While reviewing the recent patch to add a new hook_ranking I noticed that some of the equations that have been used to normalize certain ranking factors are not functioning as expected. Robert Douglass posted a blog entry regarding how scoring factors were not functioning as expected here: http://acquia.com/blog/drupals-search-compared-google-and-yahoo.
Statistics and Comments
In the statistics scoring algorithm (currently residing in node.module) we can see:
Statistics:
'score' => '2.0 - 2.0 / (1.0 + node_counter.totalcount * %f)',
'arguments' => array(variable_get('node_cron_views_scale', 0)),
Comments:
'score' => '2.0 - 2.0 / (1.0 + node_comment_statistics.comment_count * %f)',
'arguments' => array(variable_get('node_cron_comments_scale', 0)),
The %f is the setting that the site admin applies to the score in the search settings page, (1 - 10). As can be shown in the screen shot of the graphed function, the range of this function is (0,2) and not (0,1).
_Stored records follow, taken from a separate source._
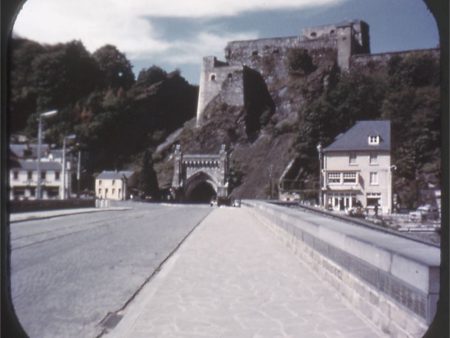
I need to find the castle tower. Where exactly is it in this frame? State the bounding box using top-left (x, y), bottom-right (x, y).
top-left (196, 56), bottom-right (244, 127)
top-left (336, 20), bottom-right (370, 71)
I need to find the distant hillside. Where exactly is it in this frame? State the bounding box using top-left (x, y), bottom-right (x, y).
top-left (156, 45), bottom-right (440, 207)
top-left (9, 35), bottom-right (441, 207)
top-left (9, 39), bottom-right (198, 189)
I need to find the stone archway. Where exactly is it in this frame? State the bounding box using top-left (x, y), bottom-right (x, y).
top-left (184, 172), bottom-right (217, 203)
top-left (171, 145), bottom-right (228, 202)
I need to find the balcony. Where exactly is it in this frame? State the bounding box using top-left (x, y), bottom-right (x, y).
top-left (322, 170), bottom-right (364, 191)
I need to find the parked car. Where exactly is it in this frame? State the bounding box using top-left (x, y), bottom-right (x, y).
top-left (346, 207), bottom-right (366, 218)
top-left (233, 199), bottom-right (241, 208)
top-left (409, 204), bottom-right (439, 222)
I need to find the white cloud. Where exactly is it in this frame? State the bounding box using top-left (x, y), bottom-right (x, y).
top-left (14, 0), bottom-right (345, 63)
top-left (159, 32), bottom-right (258, 65)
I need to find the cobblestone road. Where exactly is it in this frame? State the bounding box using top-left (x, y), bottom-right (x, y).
top-left (11, 203), bottom-right (211, 338)
top-left (107, 207), bottom-right (383, 338)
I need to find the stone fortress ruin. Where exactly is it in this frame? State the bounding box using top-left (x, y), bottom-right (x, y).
top-left (197, 20), bottom-right (439, 126)
top-left (197, 20), bottom-right (370, 125)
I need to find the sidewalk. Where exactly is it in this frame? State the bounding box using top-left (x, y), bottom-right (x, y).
top-left (105, 207), bottom-right (383, 338)
top-left (9, 207), bottom-right (131, 223)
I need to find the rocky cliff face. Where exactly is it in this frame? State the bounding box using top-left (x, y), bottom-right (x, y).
top-left (156, 37), bottom-right (439, 203)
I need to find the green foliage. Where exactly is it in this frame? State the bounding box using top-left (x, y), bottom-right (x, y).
top-left (30, 41), bottom-right (99, 112)
top-left (92, 45), bottom-right (134, 88)
top-left (138, 150), bottom-right (160, 200)
top-left (137, 65), bottom-right (167, 85)
top-left (10, 39), bottom-right (197, 182)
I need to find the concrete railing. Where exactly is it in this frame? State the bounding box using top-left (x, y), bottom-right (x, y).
top-left (95, 199), bottom-right (111, 208)
top-left (243, 201), bottom-right (440, 337)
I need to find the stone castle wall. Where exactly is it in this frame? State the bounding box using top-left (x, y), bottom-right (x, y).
top-left (350, 48), bottom-right (440, 71)
top-left (197, 21), bottom-right (370, 125)
top-left (193, 20), bottom-right (440, 126)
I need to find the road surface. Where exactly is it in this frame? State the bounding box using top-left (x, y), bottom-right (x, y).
top-left (11, 203), bottom-right (211, 338)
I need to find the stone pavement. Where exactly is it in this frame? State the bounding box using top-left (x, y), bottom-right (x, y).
top-left (106, 207), bottom-right (384, 338)
top-left (9, 207), bottom-right (131, 223)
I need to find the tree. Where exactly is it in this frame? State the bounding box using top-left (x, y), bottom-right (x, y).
top-left (93, 45), bottom-right (134, 89)
top-left (139, 150), bottom-right (160, 200)
top-left (136, 65), bottom-right (167, 86)
top-left (32, 41), bottom-right (99, 111)
top-left (9, 38), bottom-right (45, 132)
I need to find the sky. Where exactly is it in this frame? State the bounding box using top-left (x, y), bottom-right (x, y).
top-left (13, 0), bottom-right (439, 84)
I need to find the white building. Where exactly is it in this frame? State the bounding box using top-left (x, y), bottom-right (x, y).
top-left (95, 171), bottom-right (134, 200)
top-left (321, 121), bottom-right (393, 214)
top-left (9, 144), bottom-right (72, 200)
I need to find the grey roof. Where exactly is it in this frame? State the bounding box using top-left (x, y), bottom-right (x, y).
top-left (11, 160), bottom-right (61, 171)
top-left (323, 120), bottom-right (391, 152)
top-left (97, 170), bottom-right (134, 180)
top-left (9, 143), bottom-right (50, 158)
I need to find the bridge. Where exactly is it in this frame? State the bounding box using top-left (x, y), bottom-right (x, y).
top-left (106, 201), bottom-right (440, 338)
top-left (172, 145), bottom-right (228, 202)
top-left (11, 202), bottom-right (440, 338)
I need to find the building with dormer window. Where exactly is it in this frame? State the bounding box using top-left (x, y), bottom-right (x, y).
top-left (321, 121), bottom-right (392, 214)
top-left (95, 171), bottom-right (134, 201)
top-left (8, 143), bottom-right (74, 200)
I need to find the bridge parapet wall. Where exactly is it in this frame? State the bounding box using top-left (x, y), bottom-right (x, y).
top-left (244, 201), bottom-right (440, 337)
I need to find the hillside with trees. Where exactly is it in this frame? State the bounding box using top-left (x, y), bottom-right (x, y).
top-left (9, 39), bottom-right (441, 207)
top-left (8, 38), bottom-right (198, 194)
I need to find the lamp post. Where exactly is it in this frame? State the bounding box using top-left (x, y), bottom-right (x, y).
top-left (62, 134), bottom-right (75, 200)
top-left (36, 110), bottom-right (58, 199)
top-left (77, 147), bottom-right (81, 198)
top-left (317, 143), bottom-right (322, 207)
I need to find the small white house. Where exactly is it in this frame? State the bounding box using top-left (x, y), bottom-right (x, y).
top-left (8, 144), bottom-right (72, 200)
top-left (95, 171), bottom-right (134, 200)
top-left (321, 121), bottom-right (394, 214)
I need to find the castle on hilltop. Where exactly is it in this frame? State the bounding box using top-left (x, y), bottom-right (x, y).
top-left (197, 20), bottom-right (438, 126)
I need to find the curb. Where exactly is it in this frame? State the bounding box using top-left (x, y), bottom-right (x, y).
top-left (9, 207), bottom-right (132, 224)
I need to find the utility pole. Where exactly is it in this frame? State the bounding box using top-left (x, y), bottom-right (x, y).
top-left (36, 110), bottom-right (58, 199)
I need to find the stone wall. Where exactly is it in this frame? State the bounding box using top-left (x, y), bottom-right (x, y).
top-left (197, 20), bottom-right (370, 126)
top-left (245, 201), bottom-right (440, 338)
top-left (350, 48), bottom-right (440, 72)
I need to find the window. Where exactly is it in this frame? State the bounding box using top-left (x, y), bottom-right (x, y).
top-left (366, 192), bottom-right (381, 207)
top-left (344, 173), bottom-right (356, 184)
top-left (328, 173), bottom-right (341, 184)
top-left (370, 172), bottom-right (378, 185)
top-left (369, 135), bottom-right (380, 145)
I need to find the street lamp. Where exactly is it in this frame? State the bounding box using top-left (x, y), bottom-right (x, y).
top-left (62, 134), bottom-right (76, 200)
top-left (36, 110), bottom-right (58, 199)
top-left (317, 142), bottom-right (322, 207)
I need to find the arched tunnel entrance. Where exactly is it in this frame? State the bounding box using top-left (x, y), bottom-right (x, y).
top-left (186, 181), bottom-right (217, 203)
top-left (184, 172), bottom-right (217, 203)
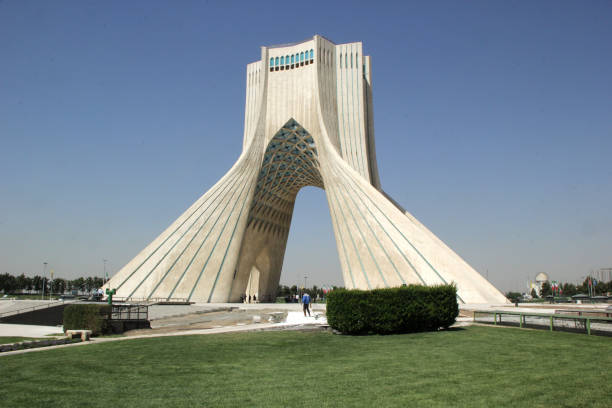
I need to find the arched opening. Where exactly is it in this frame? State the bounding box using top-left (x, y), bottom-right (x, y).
top-left (230, 119), bottom-right (340, 302)
top-left (280, 186), bottom-right (344, 294)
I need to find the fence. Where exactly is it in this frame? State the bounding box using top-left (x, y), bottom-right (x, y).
top-left (474, 310), bottom-right (612, 336)
top-left (111, 305), bottom-right (149, 320)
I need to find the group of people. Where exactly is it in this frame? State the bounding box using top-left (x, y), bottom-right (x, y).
top-left (240, 293), bottom-right (257, 303)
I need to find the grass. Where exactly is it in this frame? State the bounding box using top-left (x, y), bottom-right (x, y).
top-left (0, 336), bottom-right (40, 344)
top-left (0, 326), bottom-right (612, 407)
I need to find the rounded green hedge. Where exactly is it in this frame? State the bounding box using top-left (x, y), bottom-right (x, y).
top-left (327, 285), bottom-right (459, 334)
top-left (63, 304), bottom-right (111, 336)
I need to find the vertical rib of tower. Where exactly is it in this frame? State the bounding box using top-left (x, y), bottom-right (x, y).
top-left (106, 36), bottom-right (505, 303)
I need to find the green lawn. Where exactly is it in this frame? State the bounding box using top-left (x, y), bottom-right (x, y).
top-left (0, 336), bottom-right (40, 344)
top-left (0, 326), bottom-right (612, 408)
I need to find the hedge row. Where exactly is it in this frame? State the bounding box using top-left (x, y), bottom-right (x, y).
top-left (64, 304), bottom-right (111, 336)
top-left (327, 285), bottom-right (459, 334)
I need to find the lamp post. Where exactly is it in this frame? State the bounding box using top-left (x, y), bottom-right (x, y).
top-left (40, 262), bottom-right (47, 300)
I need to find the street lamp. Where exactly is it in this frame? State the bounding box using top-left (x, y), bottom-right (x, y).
top-left (40, 262), bottom-right (47, 300)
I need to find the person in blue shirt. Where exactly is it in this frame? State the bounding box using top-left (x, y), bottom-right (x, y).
top-left (302, 292), bottom-right (310, 317)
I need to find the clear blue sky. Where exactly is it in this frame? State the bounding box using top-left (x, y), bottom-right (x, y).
top-left (0, 0), bottom-right (612, 290)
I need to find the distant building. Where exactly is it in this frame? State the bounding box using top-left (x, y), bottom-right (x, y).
top-left (529, 272), bottom-right (550, 296)
top-left (105, 35), bottom-right (507, 303)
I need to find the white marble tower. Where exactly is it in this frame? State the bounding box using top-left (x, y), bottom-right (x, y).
top-left (106, 35), bottom-right (506, 303)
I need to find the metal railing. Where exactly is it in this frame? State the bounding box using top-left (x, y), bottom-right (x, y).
top-left (113, 296), bottom-right (189, 305)
top-left (111, 305), bottom-right (149, 320)
top-left (473, 310), bottom-right (612, 335)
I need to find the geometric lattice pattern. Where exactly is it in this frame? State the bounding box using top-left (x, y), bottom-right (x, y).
top-left (248, 119), bottom-right (323, 235)
top-left (105, 35), bottom-right (506, 303)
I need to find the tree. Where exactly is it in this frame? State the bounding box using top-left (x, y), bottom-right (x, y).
top-left (506, 292), bottom-right (521, 303)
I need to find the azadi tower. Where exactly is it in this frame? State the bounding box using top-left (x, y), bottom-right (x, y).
top-left (106, 35), bottom-right (507, 303)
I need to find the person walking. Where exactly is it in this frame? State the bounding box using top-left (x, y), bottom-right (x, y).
top-left (302, 292), bottom-right (310, 317)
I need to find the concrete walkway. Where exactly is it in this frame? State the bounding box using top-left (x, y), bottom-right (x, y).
top-left (0, 317), bottom-right (326, 358)
top-left (0, 323), bottom-right (64, 337)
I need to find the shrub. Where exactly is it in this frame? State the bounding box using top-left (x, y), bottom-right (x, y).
top-left (327, 285), bottom-right (459, 334)
top-left (64, 304), bottom-right (111, 336)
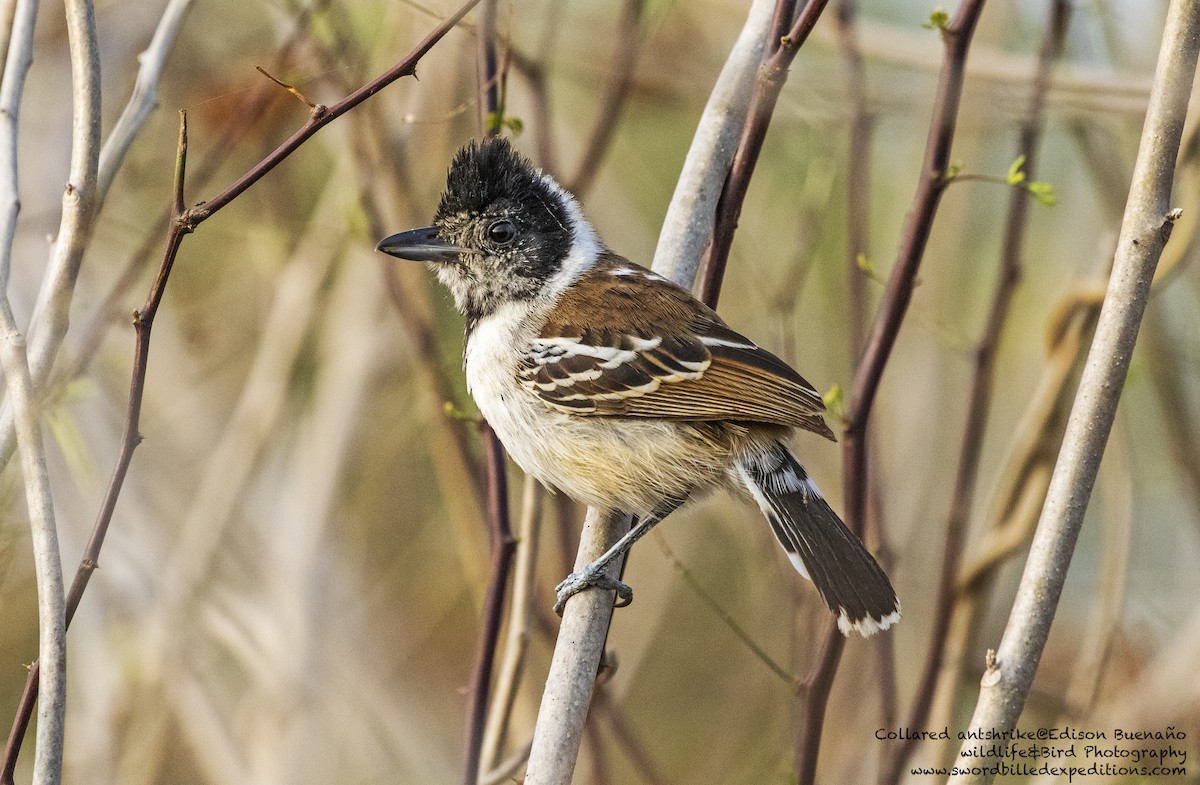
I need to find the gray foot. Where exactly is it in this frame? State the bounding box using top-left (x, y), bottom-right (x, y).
top-left (554, 564), bottom-right (634, 616)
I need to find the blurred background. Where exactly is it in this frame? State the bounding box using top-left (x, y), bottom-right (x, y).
top-left (0, 0), bottom-right (1200, 785)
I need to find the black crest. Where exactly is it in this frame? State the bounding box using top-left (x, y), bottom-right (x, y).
top-left (437, 137), bottom-right (570, 241)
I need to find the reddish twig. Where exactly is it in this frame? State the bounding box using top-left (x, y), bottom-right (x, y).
top-left (700, 0), bottom-right (828, 307)
top-left (881, 0), bottom-right (1070, 785)
top-left (0, 0), bottom-right (480, 785)
top-left (462, 7), bottom-right (516, 785)
top-left (798, 0), bottom-right (984, 785)
top-left (462, 424), bottom-right (517, 785)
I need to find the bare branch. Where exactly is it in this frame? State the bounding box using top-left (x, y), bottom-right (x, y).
top-left (481, 474), bottom-right (546, 780)
top-left (0, 0), bottom-right (66, 785)
top-left (462, 425), bottom-right (516, 785)
top-left (950, 0), bottom-right (1200, 784)
top-left (96, 0), bottom-right (192, 200)
top-left (0, 0), bottom-right (479, 785)
top-left (797, 0), bottom-right (984, 785)
top-left (882, 0), bottom-right (1070, 785)
top-left (654, 0), bottom-right (775, 286)
top-left (698, 0), bottom-right (828, 307)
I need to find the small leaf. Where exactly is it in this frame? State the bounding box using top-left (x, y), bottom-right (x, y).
top-left (920, 8), bottom-right (950, 30)
top-left (821, 384), bottom-right (846, 420)
top-left (487, 112), bottom-right (524, 136)
top-left (504, 114), bottom-right (524, 137)
top-left (1008, 155), bottom-right (1025, 185)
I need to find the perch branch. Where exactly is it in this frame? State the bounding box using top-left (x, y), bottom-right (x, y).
top-left (526, 0), bottom-right (773, 785)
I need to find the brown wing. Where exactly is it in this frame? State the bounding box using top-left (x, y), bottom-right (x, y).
top-left (521, 256), bottom-right (834, 439)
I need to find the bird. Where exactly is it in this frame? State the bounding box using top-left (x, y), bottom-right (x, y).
top-left (377, 137), bottom-right (900, 637)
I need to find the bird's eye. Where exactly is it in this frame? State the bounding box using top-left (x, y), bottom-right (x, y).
top-left (487, 221), bottom-right (517, 245)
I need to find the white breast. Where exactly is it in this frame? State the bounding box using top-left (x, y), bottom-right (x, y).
top-left (466, 302), bottom-right (731, 514)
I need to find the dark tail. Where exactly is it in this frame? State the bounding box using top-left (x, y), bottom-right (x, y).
top-left (737, 442), bottom-right (900, 637)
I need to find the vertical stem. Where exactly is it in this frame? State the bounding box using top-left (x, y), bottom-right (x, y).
top-left (797, 0), bottom-right (984, 785)
top-left (462, 425), bottom-right (517, 785)
top-left (950, 0), bottom-right (1200, 785)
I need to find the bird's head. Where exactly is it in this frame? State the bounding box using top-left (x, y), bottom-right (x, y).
top-left (377, 138), bottom-right (601, 322)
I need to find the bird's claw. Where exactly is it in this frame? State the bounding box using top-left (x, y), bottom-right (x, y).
top-left (554, 564), bottom-right (634, 616)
The importance to normalize these score factors to (0,1) is that the other score factors ARE normalized properly and thus these two factors have higher score modifiers than the others when set to the same weight in the search settings. Can anyone else verify this with me?
| Comment | File | Size | Author |
|---|---|---|---|
| Picture 4.png | 25.07 KB | BlakeLucchesi |
Comments
Comment #1
cwgordon7 commentedAgreed. Node promotion and stickiness is automatically normalized on a 0 - 1 scale; comments and statistics should be too. This can probably simply be changed to:
Comment #2
cwgordon7 commentedFalse alarm, the algorithms are fine, since %f is the reciprocal of the maximum number of comments on a single node, so the maximum possible is 1, and minimum possible is 0, so both comment and statistic rankings are normalized properly.
Comment #3
Anonymous (not verified) commentedAutomatically closed -- issue fixed for two weeks with no activity.